# Battery meter missing from bottom toolbar



## Michael

*Windows Vista*

This is probably the simplest fix but I just don't see it.  It's usually there on the bottom right of my screen. I've tried all the right click options (I think), including digging through the Properties. Cant seem to find a way to restore it.

Off to bed for me now, but if anyone can help I'd be much obliged. Back online in the morning...


----------



## historyb

this might help:

Volume, Battery (Power) or Network Icon Disappear or Missing from Vista Taskbar Notification Area (System Tray) My Digital Life

Though you might have tried this.


----------



## Zenas

I suspect shenanigans my friend. 

It is possible, even probable, that Apple programmers in all of their free time hacked your computer and stole your Vista battery icon in an act of inter-hardware trickery.

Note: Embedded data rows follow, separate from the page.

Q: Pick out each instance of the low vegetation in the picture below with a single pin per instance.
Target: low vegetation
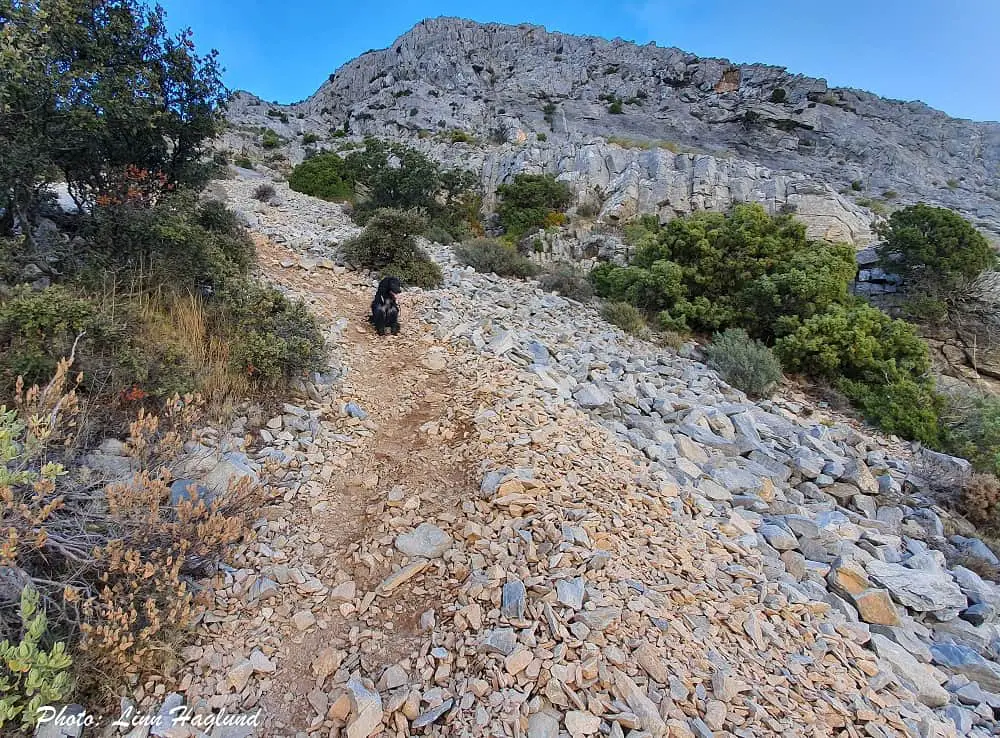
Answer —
(129, 318)
(388, 246)
(744, 362)
(567, 281)
(752, 271)
(626, 316)
(531, 202)
(488, 255)
(759, 281)
(389, 175)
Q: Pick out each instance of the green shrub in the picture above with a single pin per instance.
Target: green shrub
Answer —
(270, 140)
(31, 675)
(625, 316)
(712, 271)
(388, 245)
(878, 362)
(743, 362)
(178, 243)
(416, 272)
(979, 502)
(876, 206)
(396, 176)
(458, 136)
(935, 250)
(323, 175)
(655, 288)
(38, 328)
(487, 255)
(804, 284)
(857, 342)
(905, 407)
(566, 281)
(529, 201)
(272, 338)
(973, 431)
(438, 234)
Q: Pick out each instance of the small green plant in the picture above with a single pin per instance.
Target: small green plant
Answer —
(264, 192)
(486, 255)
(388, 246)
(566, 281)
(269, 139)
(876, 206)
(30, 675)
(625, 316)
(272, 338)
(743, 362)
(323, 175)
(531, 201)
(935, 250)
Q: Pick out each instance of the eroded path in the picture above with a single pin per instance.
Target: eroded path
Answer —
(568, 592)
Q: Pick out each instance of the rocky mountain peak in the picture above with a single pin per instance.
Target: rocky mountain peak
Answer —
(653, 129)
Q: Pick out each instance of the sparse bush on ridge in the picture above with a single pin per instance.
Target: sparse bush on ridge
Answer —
(743, 362)
(757, 272)
(625, 316)
(264, 192)
(532, 201)
(566, 281)
(388, 246)
(487, 255)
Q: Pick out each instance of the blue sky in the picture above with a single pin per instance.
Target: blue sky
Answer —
(944, 52)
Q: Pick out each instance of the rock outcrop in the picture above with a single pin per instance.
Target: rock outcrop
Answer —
(628, 545)
(692, 133)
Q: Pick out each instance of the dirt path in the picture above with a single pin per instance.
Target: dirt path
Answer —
(577, 591)
(405, 395)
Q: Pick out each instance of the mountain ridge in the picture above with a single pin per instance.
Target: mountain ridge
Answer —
(533, 99)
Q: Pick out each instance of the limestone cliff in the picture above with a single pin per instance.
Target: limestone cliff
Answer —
(692, 133)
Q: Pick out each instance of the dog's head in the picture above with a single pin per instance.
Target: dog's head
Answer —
(390, 286)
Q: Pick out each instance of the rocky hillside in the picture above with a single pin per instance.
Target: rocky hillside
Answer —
(547, 529)
(649, 129)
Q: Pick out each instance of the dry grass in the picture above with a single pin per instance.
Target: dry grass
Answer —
(182, 321)
(646, 144)
(982, 567)
(209, 352)
(111, 565)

I suggest emailing Bill Gates and petitioning to have the Windows programmers launch a counter-attack on your behalf and steal your icon back.

Oh wait, the Windows programmers are too busy trying to fix Vista.

Move along, nothing to see here.


----------



## VictorBravo

My battery meter disappears after initial startup if the battery is more than 50% charged. It shows up when the charge drops below that. You can always find it if you want by expanding the toolbar.

'course, I'm using lowly XP, but it is updated. It didn't used to do it but now does it after the update.


----------